A staircase filled the center of the hallway’s mouth, wide at the base and curved as it disappeared into the next level. As I approached, I realized the staircase not only went up at least two more floors, but down as well, disappearing into a basement level.
Smaller hallways and doors split off from this center throughway on both sides. The doors were all closed, and within each hallway stood no less than two people dressed in the same long, white coats as the others. Their eyes followed as I followed Stella through the center of the house and out through one of five sets of French doors at the back onto a large, rounded cobblestone patio.
Stella stood out there, waiting for me, her gloved hands clasped at her back, her dark hair catching the wind and fluttering over her right shoulder. “You shouldn’t dawdle. It’s not polite to keep your hostess waiting.”
“I’m sorry, I was just admiring your home.”
“You shouldn’t apologize so much unless your goal is to cement your social standing somewhere beneath whoever the apology is directed. I suppose in this case, that may be true. Ms. Oliver has made it quite clear you are beneath me and always shall be beneath me. Perhaps that is why you follow behind me rather than walk at my side? The intricacies of psychology fascinate me so.”
I crossed the patio and came to her left side. “I meant to say, your house is beautiful, almost to the point of distraction. I want to take it in, not rush past.”
“If that is what you meant to say, then you should have just said it. This house, it’s only a place. No better or worse than any other.”
“It’s much nicer than where I live.”
“Nicer? Yes, of course. There is little doubt of that. But better? These are two very distinct things, and one could argue both sides, I suppose.”
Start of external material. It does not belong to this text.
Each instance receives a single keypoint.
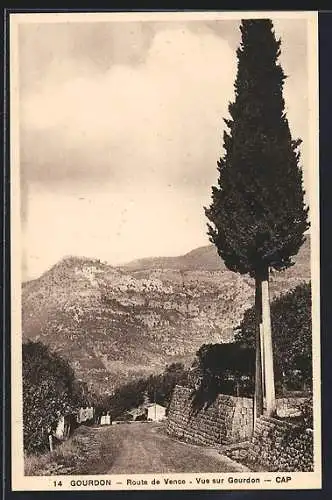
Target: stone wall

She stepped to the edge of the patio, past white metal furniture and white roses in tall vases, to a winding cobblestone pathway weaving away from the house and out into the immense yard. The lush grass rolled away from the patio, through hills of varying heights dotted with trees. All were tall and well groomed, a canopy of green holding the slightest hint of orange and brown as the hand of fall touched them, one by one.
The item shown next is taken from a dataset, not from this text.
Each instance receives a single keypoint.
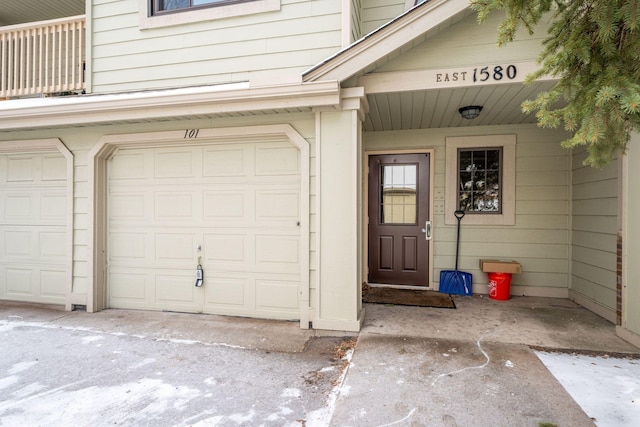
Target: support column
(339, 157)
Strangers in long, white coats stood among the trees, all eyes on us, so many I couldn’t count them all. When Stella looked out across the lawn, looked out at them, they diverted their gazes. Some even stepped behind the trees, but none left. If anything, it seemed more were coming, but I couldn’t tell from where.
Stella started down the cobblestone path deeper into the yard, and I quickly fell in step beside her, careful not to fall behind this time. “Even within a forest, one can feel trapped while others find freedom within the confines of a prison cell.”
“Is that why you wrote ‘help me’ on the bench? You feel trapped?”
Stella smiled. “Oh, that was so long ago. Just the workings of a child’s overactive imagination. You should pay it no heed.”
“So you don’t need help?”
From the corner of my eye, I caught one of the people in white slipping around the trunk of a large oak, attempting to stay opposite us, out of sight.